GOVERNMENT is working towards ending evacuation of patients abroad by ensuring that all local referral hospitals are modernised to ably handle medical complications, Minister of Health Joseph Kasonde has said.
Dr Kasonde says Government has devised a three-pronged approach under the modernisation of health facilities plan.
The plan involves the improvement of medical infrastructure, installation of advanced medical equipment and the training of medical personnel to handle specialist cases.
The minister was speaking in South Africa recently when he met the Medical Service Organisation which has been facilitating the evacuation of Zambians to South Africa over the last 10 years.
This is according to a statement released yesterday by Press Secretary at Zambia’s mission in South Africa, Nicky Shabolyo.
“Government is moving fast and has so far made good progress in acquiring some pieces of specialised equipment and embarked on extensive infrastructure development at a number of hospitals including the University Teaching Hospital (UTH),” Dr Kasonde said.
He said Government has also started training Zambian specialists to handle heart, kidney, diabetes and other complicated cases.

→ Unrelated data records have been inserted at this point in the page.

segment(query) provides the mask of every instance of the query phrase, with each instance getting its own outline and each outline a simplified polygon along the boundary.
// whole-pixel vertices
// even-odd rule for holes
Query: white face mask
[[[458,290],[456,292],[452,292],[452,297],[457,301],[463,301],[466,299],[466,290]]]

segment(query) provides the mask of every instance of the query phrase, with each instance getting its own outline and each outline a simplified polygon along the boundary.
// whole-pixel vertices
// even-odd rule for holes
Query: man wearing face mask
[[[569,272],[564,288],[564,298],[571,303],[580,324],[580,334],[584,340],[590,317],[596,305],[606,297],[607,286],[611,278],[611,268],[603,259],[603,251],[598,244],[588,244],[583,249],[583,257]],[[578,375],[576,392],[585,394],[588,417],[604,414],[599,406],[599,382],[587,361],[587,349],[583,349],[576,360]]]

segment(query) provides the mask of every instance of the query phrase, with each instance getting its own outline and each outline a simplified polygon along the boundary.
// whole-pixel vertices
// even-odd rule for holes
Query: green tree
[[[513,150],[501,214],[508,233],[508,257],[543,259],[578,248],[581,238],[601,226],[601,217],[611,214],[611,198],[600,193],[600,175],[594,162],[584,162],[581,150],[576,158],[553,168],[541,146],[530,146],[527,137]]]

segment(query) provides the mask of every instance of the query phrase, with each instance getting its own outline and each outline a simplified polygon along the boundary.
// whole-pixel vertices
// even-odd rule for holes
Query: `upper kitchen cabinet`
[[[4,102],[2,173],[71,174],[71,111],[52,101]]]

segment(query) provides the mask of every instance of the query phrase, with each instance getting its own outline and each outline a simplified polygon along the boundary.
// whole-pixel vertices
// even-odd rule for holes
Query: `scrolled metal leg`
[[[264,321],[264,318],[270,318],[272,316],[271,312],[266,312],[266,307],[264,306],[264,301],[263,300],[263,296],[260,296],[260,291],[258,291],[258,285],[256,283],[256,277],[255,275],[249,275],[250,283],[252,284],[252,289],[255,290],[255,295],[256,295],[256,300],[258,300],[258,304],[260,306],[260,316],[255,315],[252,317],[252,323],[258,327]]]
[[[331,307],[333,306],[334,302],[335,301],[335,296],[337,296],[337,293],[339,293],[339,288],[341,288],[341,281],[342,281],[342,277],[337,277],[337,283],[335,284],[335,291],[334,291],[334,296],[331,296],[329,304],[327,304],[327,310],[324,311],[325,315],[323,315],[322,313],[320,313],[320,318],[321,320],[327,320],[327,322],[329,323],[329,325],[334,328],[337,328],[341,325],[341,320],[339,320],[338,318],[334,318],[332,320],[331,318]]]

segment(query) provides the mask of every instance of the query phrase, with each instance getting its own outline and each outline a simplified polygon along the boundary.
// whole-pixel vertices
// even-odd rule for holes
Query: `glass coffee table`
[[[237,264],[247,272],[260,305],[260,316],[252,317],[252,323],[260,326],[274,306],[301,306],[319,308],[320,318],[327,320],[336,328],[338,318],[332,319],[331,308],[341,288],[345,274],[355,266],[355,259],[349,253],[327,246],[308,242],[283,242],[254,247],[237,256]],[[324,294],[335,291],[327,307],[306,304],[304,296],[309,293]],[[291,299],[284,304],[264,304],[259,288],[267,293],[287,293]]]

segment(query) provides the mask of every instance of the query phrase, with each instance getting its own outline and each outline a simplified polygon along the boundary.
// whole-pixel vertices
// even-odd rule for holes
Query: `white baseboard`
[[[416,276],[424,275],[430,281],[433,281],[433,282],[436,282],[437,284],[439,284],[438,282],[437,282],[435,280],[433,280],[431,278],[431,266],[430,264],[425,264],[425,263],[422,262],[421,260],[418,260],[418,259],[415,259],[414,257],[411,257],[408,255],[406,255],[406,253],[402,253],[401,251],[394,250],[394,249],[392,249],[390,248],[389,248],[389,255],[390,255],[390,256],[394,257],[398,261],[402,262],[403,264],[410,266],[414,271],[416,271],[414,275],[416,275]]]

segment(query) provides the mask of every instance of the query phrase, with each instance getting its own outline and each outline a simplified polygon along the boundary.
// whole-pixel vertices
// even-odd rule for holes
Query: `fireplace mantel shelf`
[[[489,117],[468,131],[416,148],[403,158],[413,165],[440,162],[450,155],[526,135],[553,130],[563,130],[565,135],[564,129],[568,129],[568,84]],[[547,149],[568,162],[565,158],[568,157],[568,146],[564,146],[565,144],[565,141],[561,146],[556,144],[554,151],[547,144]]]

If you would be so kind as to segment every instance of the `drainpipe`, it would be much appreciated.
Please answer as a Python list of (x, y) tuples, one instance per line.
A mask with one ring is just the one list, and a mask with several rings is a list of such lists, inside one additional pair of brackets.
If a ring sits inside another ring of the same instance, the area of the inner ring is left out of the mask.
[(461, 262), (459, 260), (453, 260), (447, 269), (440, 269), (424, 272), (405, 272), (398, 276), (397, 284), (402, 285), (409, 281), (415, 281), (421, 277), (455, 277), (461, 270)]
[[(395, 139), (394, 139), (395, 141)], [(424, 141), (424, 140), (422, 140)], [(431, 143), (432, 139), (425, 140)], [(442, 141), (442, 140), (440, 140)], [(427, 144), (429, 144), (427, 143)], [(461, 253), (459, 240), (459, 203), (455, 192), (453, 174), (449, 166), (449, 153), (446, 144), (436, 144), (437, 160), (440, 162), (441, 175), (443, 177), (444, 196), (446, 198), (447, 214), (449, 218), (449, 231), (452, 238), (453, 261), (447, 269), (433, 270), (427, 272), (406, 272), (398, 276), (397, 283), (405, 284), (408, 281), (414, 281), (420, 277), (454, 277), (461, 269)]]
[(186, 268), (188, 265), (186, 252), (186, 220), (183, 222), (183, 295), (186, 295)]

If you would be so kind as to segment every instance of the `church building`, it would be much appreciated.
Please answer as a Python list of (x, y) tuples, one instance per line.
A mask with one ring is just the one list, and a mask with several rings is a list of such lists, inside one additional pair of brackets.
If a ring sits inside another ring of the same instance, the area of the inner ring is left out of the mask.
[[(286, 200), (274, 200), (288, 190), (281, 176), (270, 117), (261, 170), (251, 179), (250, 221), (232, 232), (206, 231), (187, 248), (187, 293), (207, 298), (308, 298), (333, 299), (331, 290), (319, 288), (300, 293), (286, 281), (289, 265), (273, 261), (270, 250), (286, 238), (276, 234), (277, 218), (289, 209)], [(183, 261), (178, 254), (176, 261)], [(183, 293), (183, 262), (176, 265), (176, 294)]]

“One Zambian has just finished training as a cardiologist while others specialising in procedures such as kidney transplant are yet to graduate,” Dr Kasonde said
He said a lot of progress has been made in equipping referral hospitals with computerised tomography (CT) scanners having been acquired for Lusaka and Kitwe.
A Magnetic Resonance Imaging (MRI) machine and a Cathlab have been fitted at the UTH. Both facilities are used in medical diagnosis.
“So in that line, I think we are now moving very fast. The only challenge is the need for high-level specialists and this has continued being a problem because it takes a very long time to train them,” Dr Kasonde said.
“Otherwise, we are on course and we will eventually attain standards where we will be able to treat complicated cases using our own staff and in our own facilities in Zambia,” he said
“The minister said the basis of concerns from some sections of society over the costs involved in sending patients abroad is understandable but there is need for sober reflection and consideration of what leads to authorities making such decisions.
“I agree with those raising concern because it is an expensive venture to send patients outside the country. But let me say that people should also understand that we have started off in the direction of bringing that to an end,” Dr Kasonde said.
He said the country has also been relying on doctors from Apollo, a group of hospitals from India, who have been sending their specialists into Zambia.
This has contributed to a reduction in the number of cases requiring evacuation abroad.
And Government still finds the quality of midwifery service provision below expectation, Minister of Health Joseph Kasonde has said.
Dr Kasonde said there is need to address the disparity in equitable distribution of skilled health personnel across the country.
He was speaking at the State of the World Midwifery 2014 report national dissemination meeting in Lusaka yesterday.
This year’s state of the world midwifery report is tagged ‘A universal pathway. A woman’s rights to health’.
“Key messages arising from the report suggest that in order for midwives to work effectively, facilities need to be equipped to offer appropriate services, including those for emergencies,” Dr Kasonde said.
The report highlights that in Zambia, about 76 percent of the reproductive maternal neonatal health interventions were included in the minimum health benefits package for 2012, giving a shortfall of 24 percent.
And Dr Kasonde has commended MAZ for the ‘Respectful maternity care’ campaign as it will improve attitudes of both mothers and midwives in their service delivery.
Speaking earlier, United Nations Population Fund (UNFPA) Country Representative Mary Otieno said there is need to invest in midwifery education and training.
Dr Otieno emphasised on the four domains of an effective midwifery; availability, accessibility, acceptability and quality.
She is hopeful that “Zambia will partner with all stakeholders to deliver quality services irrespective of geographical setting”.
And the Midwives Association of Zambia (MAZ) has launched a campaign dubbed ‘Respectful maternity care’ aimed at improving attitudes of midwives towards expectant mothers in their service delivery.
MAZ president Genevieve Musokwa is confident that the “Respectful maternity care” campaign will correct the bad attitudes midwives are known to have.
Ms Musokwa said the campaign will be rolled out in Lusaka next week before it is extended to other parts of the country.
She urged midwives to report unprofessional behaviour to relevant nursing bodies for discipline.